The Correspondence of Altimetric Gravity Texture to Abyssal Hill Morphology

We examine the possible relationship between altimetric and abyssal hill textures along the flanks of Southeast Indian Ridge, where previous studies observed a progressive west-to-east increase in abyssal hill roughness and scales. Such a relationship is often considered unlikely because abyssal hills are typically smaller than upward continuation filter scales. Nevertheless our analysis, which carefully avoids inclusion of fracture zones and major propagator psuedofaults, also demonstrates a west-to-east increase in gravity rms roughness and scale. The rms exhibits the most well resolved variations. Characteristic scales and aspect ratios also increase to the east, although less resolvably. At the roughest gravity textures, ∼ridge-parallel lineaments can be resolved, suggesting that this texture is directly responding to abyssal hill morphology. We suggest that the westernmost gravity texture samples, adjacent to axial high regions, represent a base noise level. The rms roughness of these data is ∼4 mgals with a characteristic scale of ∼9 km. We demonstrate, using synthetic realizations, how a filtered product such as altimetric gravity could be responsive to variations in the unfiltered substrate from which it was derived at scales smaller than the length of the filter. We first compare the roughness and characteristic scales from filtered and unfiltered profiles.
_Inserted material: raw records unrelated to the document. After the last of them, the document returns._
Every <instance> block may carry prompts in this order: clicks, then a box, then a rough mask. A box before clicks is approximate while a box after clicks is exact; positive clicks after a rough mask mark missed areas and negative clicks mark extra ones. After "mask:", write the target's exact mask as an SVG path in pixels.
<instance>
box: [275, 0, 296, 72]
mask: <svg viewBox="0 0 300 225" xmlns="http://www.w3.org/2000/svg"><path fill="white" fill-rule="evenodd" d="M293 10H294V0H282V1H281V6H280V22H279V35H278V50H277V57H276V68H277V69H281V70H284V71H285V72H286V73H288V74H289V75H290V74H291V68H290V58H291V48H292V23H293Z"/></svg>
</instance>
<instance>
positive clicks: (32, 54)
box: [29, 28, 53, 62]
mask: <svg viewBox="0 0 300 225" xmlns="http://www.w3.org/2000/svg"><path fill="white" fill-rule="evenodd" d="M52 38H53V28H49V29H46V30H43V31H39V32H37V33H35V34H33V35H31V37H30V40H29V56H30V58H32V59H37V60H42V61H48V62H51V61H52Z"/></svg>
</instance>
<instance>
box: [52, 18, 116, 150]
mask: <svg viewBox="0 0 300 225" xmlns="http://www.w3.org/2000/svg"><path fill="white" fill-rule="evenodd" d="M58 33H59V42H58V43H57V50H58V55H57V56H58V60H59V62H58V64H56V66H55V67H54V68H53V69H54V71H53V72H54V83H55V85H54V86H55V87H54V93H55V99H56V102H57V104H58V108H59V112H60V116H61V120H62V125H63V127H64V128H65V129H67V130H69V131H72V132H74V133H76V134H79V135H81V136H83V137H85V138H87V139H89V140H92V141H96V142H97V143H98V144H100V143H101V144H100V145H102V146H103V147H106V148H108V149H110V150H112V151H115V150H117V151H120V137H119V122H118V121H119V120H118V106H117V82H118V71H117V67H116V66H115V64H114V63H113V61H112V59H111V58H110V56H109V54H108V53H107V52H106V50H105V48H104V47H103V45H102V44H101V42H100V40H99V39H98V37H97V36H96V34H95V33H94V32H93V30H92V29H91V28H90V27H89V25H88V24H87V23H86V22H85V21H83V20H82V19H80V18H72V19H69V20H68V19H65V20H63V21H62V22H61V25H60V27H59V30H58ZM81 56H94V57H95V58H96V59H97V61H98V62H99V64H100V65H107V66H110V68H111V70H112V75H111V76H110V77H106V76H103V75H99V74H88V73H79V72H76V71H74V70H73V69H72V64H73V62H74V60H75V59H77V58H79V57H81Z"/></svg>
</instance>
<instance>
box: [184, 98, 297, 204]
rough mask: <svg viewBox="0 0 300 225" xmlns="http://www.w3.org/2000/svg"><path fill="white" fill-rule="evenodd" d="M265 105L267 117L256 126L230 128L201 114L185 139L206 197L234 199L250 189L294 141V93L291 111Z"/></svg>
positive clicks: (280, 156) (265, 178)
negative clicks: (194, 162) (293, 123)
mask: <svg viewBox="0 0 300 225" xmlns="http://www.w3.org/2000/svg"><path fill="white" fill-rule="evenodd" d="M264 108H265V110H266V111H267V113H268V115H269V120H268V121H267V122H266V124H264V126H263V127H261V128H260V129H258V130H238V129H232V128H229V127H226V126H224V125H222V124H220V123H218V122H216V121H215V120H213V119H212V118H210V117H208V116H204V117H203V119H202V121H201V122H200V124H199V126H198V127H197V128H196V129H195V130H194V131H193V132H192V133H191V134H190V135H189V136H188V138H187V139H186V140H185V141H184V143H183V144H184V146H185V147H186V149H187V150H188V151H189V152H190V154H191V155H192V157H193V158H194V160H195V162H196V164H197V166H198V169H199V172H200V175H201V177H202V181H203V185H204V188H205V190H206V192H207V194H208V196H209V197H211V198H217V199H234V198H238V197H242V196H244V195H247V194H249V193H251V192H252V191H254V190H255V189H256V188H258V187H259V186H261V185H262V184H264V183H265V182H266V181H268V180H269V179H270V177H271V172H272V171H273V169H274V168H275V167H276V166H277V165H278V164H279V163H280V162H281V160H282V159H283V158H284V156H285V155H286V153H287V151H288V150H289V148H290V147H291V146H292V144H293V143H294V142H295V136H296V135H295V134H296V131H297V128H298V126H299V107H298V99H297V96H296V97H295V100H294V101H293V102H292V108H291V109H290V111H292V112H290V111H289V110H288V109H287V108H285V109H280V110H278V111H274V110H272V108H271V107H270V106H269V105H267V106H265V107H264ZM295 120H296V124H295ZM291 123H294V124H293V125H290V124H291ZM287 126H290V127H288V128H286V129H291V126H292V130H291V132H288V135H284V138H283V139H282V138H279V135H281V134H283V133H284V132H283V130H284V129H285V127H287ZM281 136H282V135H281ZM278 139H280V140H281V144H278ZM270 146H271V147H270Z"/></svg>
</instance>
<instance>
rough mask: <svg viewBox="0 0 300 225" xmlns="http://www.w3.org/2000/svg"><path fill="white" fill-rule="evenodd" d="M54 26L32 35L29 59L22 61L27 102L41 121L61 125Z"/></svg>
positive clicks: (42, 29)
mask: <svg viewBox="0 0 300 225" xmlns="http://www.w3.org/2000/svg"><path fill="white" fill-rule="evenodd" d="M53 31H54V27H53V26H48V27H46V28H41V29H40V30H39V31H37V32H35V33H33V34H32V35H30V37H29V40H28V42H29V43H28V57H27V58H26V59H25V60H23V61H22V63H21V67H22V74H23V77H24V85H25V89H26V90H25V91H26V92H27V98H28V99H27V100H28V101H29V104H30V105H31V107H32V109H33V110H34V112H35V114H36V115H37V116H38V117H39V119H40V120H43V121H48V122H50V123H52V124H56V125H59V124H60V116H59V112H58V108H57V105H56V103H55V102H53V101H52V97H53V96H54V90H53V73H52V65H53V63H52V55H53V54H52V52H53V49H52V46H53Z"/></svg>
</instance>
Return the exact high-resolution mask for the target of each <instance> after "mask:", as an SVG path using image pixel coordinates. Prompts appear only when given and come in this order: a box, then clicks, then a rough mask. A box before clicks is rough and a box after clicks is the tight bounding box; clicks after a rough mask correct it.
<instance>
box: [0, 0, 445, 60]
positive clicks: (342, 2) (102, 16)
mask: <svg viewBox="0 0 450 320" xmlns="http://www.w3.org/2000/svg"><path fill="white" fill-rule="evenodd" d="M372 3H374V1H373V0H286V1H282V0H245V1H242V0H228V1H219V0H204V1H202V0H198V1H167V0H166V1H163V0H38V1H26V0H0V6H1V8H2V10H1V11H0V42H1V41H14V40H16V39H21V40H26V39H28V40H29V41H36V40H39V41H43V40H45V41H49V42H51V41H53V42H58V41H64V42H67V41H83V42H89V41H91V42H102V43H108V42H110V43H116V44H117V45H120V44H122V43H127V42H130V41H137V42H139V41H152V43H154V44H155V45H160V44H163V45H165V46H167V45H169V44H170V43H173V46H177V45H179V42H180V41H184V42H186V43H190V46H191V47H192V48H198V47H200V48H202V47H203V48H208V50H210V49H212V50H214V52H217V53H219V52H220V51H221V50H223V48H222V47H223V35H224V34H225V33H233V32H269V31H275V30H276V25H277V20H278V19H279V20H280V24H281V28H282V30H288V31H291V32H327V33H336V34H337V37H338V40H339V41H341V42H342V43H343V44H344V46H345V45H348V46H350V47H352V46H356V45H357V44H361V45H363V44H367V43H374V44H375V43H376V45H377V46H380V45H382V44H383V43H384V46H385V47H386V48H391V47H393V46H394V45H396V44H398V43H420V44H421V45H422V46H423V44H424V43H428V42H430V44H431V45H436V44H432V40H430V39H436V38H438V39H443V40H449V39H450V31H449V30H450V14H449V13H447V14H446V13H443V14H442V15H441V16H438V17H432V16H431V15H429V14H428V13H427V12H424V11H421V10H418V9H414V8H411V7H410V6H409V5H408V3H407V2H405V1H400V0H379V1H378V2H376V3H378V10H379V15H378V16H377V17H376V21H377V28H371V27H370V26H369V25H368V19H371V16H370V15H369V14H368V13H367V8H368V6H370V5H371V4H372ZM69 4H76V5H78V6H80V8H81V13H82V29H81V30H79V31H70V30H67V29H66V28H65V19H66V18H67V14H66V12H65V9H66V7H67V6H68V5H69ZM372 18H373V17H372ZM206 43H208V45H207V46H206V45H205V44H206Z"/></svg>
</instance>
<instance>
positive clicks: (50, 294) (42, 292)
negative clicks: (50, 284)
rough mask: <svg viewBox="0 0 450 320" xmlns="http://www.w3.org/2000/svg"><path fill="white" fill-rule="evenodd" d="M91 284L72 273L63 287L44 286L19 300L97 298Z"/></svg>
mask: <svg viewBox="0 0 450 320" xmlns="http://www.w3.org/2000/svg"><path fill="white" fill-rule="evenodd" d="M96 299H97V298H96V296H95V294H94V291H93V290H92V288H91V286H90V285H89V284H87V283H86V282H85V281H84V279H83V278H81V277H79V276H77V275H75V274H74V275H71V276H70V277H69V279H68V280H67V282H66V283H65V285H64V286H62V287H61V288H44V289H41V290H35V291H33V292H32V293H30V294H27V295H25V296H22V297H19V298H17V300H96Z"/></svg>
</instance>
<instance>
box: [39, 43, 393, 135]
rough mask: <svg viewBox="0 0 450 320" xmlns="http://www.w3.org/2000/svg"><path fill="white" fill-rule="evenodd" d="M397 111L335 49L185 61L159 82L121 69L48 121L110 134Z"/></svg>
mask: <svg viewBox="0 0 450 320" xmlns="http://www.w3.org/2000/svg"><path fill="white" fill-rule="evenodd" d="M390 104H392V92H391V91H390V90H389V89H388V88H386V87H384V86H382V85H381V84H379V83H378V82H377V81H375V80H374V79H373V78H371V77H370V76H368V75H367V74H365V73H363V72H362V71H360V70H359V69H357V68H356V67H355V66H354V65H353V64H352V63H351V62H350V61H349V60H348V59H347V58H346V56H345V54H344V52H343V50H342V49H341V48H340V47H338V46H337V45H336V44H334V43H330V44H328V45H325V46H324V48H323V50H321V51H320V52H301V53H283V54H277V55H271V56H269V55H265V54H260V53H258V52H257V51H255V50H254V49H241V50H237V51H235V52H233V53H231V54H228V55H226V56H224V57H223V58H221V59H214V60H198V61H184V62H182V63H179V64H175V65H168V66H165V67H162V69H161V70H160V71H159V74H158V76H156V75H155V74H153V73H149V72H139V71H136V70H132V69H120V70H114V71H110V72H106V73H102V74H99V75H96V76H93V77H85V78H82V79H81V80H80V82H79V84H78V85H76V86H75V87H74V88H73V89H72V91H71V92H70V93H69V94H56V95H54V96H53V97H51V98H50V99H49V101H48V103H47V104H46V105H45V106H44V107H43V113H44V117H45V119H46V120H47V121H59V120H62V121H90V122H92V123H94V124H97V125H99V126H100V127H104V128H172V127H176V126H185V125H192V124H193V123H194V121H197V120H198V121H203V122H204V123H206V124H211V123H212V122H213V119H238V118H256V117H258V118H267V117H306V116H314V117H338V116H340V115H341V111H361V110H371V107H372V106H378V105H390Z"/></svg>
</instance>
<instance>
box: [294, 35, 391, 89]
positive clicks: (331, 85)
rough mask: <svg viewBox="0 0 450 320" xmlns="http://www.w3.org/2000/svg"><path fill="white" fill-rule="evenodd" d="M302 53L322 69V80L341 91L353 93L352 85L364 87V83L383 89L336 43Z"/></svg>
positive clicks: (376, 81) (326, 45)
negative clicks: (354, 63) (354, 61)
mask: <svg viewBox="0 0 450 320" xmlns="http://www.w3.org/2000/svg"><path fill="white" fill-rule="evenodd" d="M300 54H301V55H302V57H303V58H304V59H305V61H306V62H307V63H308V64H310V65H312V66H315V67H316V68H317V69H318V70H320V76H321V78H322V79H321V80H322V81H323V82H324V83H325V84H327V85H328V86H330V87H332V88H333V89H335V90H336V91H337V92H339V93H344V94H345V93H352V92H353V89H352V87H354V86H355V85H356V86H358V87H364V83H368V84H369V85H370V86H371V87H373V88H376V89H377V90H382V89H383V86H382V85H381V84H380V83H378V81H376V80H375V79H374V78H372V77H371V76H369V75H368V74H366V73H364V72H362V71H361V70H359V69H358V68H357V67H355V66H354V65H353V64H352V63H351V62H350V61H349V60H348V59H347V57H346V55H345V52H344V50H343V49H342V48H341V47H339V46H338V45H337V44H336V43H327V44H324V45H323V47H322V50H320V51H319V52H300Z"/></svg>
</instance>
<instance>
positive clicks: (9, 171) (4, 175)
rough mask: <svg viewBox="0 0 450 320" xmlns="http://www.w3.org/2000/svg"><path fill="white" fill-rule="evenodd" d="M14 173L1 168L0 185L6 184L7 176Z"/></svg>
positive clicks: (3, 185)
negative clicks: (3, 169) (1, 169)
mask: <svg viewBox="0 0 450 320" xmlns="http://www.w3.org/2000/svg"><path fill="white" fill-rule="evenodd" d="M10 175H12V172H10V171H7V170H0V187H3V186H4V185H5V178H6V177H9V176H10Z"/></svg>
Filtered profile scales are weakly dependent on unfiltered scale where the latter are smaller than the filter size, but possibly resolvable enough so the lineated fabric of larger abyssal hills could be evident in the altimetry data. The roughness of the filtered profiles is found to be strongly dependent on both the roughness and scale of the unfiltered profiles. Altimetric roughness may thus be very sensitive to gross changes in abyssal hills, even those too small to be directly resolved. A reduction in the noise level by future altimetry missions would greatly enhance this response. Our follow-up investigations will focus on predictions of altimetry texture based on upward continuation of 2-D abyssal hill morphology and realistic renderings of altimetric noise.